Just before the 2020 election at his last town hall, Joe Biden said: “What I will be doing as—if I’m elected president. I’m going to pick up the phone [call] your dad’s old friends on the Republican side. And say, ‘Let’s get together. We’ve got to figure out how we’re going to move forward here.’ Because there are so many things we really do agree on.” 
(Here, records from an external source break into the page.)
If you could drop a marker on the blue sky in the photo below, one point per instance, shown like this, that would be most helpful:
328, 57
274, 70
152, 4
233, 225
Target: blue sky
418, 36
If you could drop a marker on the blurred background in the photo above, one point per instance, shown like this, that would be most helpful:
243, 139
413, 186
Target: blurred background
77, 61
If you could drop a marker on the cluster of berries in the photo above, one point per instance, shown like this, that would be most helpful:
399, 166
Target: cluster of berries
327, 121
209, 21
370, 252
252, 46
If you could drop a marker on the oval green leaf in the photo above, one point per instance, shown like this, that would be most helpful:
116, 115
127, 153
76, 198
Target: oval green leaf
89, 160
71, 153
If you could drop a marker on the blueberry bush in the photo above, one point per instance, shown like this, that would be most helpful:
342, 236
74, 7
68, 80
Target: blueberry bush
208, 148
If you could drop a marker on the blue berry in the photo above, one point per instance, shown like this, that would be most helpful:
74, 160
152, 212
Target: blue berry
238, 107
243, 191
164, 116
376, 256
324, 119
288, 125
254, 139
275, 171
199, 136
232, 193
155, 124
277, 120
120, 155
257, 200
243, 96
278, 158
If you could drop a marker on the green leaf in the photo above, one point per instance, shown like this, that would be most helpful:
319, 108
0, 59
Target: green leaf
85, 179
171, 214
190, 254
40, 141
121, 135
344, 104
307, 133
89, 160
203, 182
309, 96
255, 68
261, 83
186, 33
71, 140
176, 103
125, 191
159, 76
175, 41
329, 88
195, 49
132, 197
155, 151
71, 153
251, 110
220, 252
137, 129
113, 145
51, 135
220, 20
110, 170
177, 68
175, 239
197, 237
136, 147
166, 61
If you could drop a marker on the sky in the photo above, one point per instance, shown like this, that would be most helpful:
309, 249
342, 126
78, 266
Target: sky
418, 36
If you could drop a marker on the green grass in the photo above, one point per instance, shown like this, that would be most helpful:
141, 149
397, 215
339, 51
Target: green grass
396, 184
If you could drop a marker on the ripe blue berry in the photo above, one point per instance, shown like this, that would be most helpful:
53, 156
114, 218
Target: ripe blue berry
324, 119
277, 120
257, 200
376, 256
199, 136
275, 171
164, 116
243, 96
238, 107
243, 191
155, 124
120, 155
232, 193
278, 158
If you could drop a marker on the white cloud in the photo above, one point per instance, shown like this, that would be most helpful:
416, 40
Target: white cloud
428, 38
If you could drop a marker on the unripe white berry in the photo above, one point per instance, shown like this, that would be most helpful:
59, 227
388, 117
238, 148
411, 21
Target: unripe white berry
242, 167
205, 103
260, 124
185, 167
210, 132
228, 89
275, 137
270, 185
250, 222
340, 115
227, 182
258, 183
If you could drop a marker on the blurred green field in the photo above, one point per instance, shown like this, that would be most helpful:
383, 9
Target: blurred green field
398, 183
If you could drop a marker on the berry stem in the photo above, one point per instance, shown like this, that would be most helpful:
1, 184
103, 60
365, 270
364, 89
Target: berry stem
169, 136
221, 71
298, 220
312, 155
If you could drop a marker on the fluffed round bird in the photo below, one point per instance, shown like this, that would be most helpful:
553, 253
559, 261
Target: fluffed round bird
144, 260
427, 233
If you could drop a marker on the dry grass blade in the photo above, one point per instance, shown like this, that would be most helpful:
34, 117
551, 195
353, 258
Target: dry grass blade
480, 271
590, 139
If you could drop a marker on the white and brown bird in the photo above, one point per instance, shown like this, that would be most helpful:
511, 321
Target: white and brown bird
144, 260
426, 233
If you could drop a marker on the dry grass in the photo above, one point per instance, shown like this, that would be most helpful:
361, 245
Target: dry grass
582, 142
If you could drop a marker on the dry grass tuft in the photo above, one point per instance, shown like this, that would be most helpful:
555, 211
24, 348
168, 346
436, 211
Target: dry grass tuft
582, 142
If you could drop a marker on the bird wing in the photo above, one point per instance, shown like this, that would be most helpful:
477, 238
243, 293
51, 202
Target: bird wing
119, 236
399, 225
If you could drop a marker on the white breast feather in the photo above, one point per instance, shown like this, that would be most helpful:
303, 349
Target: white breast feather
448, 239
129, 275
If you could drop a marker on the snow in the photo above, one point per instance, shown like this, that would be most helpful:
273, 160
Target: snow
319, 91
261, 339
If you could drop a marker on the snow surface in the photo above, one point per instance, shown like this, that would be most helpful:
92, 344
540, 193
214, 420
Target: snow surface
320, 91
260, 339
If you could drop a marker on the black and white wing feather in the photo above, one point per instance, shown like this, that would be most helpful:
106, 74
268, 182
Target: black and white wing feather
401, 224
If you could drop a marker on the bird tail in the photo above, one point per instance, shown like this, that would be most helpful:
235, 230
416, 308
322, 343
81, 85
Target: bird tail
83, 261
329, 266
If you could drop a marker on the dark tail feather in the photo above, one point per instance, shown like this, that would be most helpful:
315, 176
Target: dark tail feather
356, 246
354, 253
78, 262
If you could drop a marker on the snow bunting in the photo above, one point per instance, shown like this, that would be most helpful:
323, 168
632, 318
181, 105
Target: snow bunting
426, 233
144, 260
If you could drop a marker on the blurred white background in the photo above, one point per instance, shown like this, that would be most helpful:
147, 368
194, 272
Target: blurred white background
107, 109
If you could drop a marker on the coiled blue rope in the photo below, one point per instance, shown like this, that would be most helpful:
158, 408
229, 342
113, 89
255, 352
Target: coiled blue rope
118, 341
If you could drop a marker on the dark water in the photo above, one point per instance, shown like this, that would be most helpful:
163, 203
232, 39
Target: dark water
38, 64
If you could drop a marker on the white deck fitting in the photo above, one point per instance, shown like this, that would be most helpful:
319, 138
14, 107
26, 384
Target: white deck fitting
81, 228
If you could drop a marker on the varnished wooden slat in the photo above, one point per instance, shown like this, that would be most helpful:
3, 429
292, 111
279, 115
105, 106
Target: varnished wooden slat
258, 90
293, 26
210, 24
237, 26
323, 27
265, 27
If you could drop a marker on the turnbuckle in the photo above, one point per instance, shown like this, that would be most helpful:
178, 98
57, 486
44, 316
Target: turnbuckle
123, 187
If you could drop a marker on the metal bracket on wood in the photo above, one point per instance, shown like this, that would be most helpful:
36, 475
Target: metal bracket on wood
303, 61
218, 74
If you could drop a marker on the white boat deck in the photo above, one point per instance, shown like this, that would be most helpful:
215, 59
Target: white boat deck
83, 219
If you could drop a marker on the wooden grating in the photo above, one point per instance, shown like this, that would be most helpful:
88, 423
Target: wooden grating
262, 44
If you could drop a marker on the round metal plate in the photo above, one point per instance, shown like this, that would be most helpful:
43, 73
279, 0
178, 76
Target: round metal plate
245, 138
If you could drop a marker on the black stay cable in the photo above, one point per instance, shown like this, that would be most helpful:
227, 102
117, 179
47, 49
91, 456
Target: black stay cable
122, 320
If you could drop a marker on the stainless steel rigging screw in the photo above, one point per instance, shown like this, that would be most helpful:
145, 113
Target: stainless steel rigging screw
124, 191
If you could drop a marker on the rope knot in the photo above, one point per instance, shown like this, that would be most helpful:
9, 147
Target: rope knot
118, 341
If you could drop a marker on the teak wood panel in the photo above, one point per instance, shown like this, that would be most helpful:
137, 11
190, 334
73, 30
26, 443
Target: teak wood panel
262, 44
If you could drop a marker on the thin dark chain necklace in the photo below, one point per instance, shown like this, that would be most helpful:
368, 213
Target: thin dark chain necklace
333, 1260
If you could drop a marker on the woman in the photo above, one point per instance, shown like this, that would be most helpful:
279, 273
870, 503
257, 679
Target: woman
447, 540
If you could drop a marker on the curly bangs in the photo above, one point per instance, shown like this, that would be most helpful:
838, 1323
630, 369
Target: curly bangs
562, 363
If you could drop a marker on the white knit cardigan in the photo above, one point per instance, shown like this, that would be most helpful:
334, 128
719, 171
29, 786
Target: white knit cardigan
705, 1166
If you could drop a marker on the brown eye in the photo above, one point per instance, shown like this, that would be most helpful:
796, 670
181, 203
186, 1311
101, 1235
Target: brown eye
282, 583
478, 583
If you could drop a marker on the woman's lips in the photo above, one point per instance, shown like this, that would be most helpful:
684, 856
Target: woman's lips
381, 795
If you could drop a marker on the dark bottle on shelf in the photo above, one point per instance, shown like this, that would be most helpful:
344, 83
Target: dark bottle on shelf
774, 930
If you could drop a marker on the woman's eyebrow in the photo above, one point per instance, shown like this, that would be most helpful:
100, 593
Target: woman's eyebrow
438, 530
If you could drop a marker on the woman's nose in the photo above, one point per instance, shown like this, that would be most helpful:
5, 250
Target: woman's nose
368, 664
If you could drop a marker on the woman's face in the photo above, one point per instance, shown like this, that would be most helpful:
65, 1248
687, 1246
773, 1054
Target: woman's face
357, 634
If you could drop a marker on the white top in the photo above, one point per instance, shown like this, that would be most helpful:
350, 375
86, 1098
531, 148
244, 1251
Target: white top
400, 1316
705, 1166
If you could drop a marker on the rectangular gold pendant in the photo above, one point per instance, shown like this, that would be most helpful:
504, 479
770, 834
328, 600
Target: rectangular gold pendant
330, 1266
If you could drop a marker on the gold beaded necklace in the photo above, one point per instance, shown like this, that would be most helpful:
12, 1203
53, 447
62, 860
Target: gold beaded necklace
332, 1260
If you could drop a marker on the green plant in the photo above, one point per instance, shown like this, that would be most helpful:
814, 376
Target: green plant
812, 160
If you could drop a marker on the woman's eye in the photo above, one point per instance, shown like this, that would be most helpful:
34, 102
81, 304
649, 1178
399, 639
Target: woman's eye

I for one, would love to learn from President-elect Biden who “we” is? I would like to learn up-close and personal about white optimism and how it functions outside of me listening to Coldplay’s “Viva La Vida” or binge-watching Netflix’s  “Lucifer” for the one-millionth time. I suppose it shouldn’t be surprising that Biden is not the progressive candidate that young liberals wanted, nor should it be surprising that he has bi-partisan relationships. But to drag the people of color who bore the brunt of harassment and abuse of Donald Trump’s four-year term, nah I don’t think so. However, if Biden was coming to speak, I’d at least try to listen to his plan on getting us to break-bread with conservatives who don’t believe in wearing protective masks, the Green New Deal, or climate change, but favor drawing the line at “well at least they didn’t wear Black face in high school.” 

Resilience

What I think Biden is the most apt to lecture about on our campus is his inner strength in the face of so many tragedies and setbacks. Ranging from willingly becoming one of the first white lifegaurds in a newly desegregated neighborhood in 1962 Delaware as white flight took place. The loss of his first wife Neilia and his baby Naomi in 1972 and getting sworn into office at his hospitalized 4-year-old son, Beau’s bedside. His failed first attempt at running for president in 1987 due to plagiarism and academic dishonesty concerns. His subsequent remarriage to Dr. Jill Biden. The loss of his son Beau Biden in 2015 to brain cancer. And then becoming the Vice President of the United States after another unsuccessful Presidential run in 2008. To finally landing being the 46th President of the United States, beating Ronald Regan as the oldest inaugurated and bringing the first biracial, female, Vice President into the White House. This is just a small summary of the extraordinarily fraught life of Biden, and there’s no attempt at humor here when I say that it would be an honor for him to grace our school’s presence to just teach us about getting back up when life knocks you down to your lowest point. As students in the age of the pandemic struggling to stay afloat now and into the future as our world is changing faster than we can adapt a message of hope and perseverance would be key.